Jenny Oswald, Mamekwa Katlego Kekana
Abstract
South Africa is faced with high levels of indebtedness and low savings culture by individuals. These trends warrant greater attention as governments and regulatory bodies are advocating for improved financial behaviour and financial well-being, primarily through financial education initiatives. However, research reveals that financial education is not sufficient to influence behavioural change and that there are factors that are of a psychological and personal nature that influence personal financial behaviour. Factors such as financial self-efficacy (FSE) and various demographic variables are important predictors to be considered in explaining personal financial behaviour in South Africa. This study sought to investigate the relationship between FSE and certain demographic variables by using secondary data from the 2011 South African Social Attitudes Survey.
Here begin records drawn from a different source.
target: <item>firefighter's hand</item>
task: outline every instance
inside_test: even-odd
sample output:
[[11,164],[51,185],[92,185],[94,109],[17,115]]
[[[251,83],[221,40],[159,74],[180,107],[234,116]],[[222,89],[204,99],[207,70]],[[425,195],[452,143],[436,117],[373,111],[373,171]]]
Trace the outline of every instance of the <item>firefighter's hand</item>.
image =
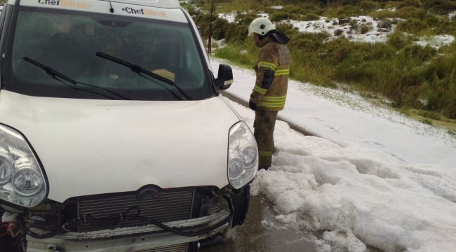
[[252,108],[253,111],[257,111],[257,104],[255,104],[252,102],[248,102],[248,106]]

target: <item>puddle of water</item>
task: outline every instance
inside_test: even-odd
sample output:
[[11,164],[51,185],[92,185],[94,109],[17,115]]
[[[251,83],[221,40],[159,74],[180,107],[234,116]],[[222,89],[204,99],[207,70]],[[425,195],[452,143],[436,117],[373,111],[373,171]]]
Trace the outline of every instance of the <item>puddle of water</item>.
[[[347,252],[323,240],[323,231],[309,231],[287,227],[276,221],[271,202],[260,194],[251,196],[246,222],[233,230],[231,239],[224,246],[201,250],[203,252]],[[262,221],[266,224],[262,225]],[[382,252],[368,248],[368,252]]]

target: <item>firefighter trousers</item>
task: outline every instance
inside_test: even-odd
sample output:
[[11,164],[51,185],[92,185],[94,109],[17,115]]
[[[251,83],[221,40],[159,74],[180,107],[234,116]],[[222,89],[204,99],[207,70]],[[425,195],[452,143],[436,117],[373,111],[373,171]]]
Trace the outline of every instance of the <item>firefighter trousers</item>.
[[257,141],[260,155],[258,169],[267,169],[272,162],[272,151],[274,150],[274,130],[276,126],[276,118],[278,111],[256,111],[253,135]]

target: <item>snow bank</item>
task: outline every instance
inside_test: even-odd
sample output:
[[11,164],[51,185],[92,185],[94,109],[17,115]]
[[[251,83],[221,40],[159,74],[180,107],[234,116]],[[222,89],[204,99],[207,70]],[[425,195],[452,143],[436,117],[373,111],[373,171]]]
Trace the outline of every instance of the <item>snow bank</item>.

Firstly, Pearson product-moment correlation is used to examine the relationship between FSE with age and monthly income required to meet respondents’ financial needs. Secondly, Chi-Square tests of independence were performed to examine the relationship between demographic variables (age, marital status, gender, ethnicity, income level and educational level) of the participants and FSE. Finally, to determine whether statistically significant differences exist between the FSE and demographic variables, the t-test was performed to test the study’s hypotheses. The results of the study reveal that FSE has a weak correlation to age and monthly income required to meet financial needs. The Chi-Square tests reveal that a statistically significant relationship exists among FSE and some of the six demographic variables. Furthermore, the study reveals that FSE was particularly high among males, those earning a high income, highly educated individuals, being 36 years and older, married and White individuals. Firstly, the study makes use of the only nationally representative data from 2011 and relies on self-reported ratings of financial management. Secondly, the study did not empirically test the influence of social relationships on individual financial behaviour. this study contributes to financial behaviour literature in the South African context as it is one of the few studies that explore FSE and demographic variables using a nationally representative sample in an emerging economy.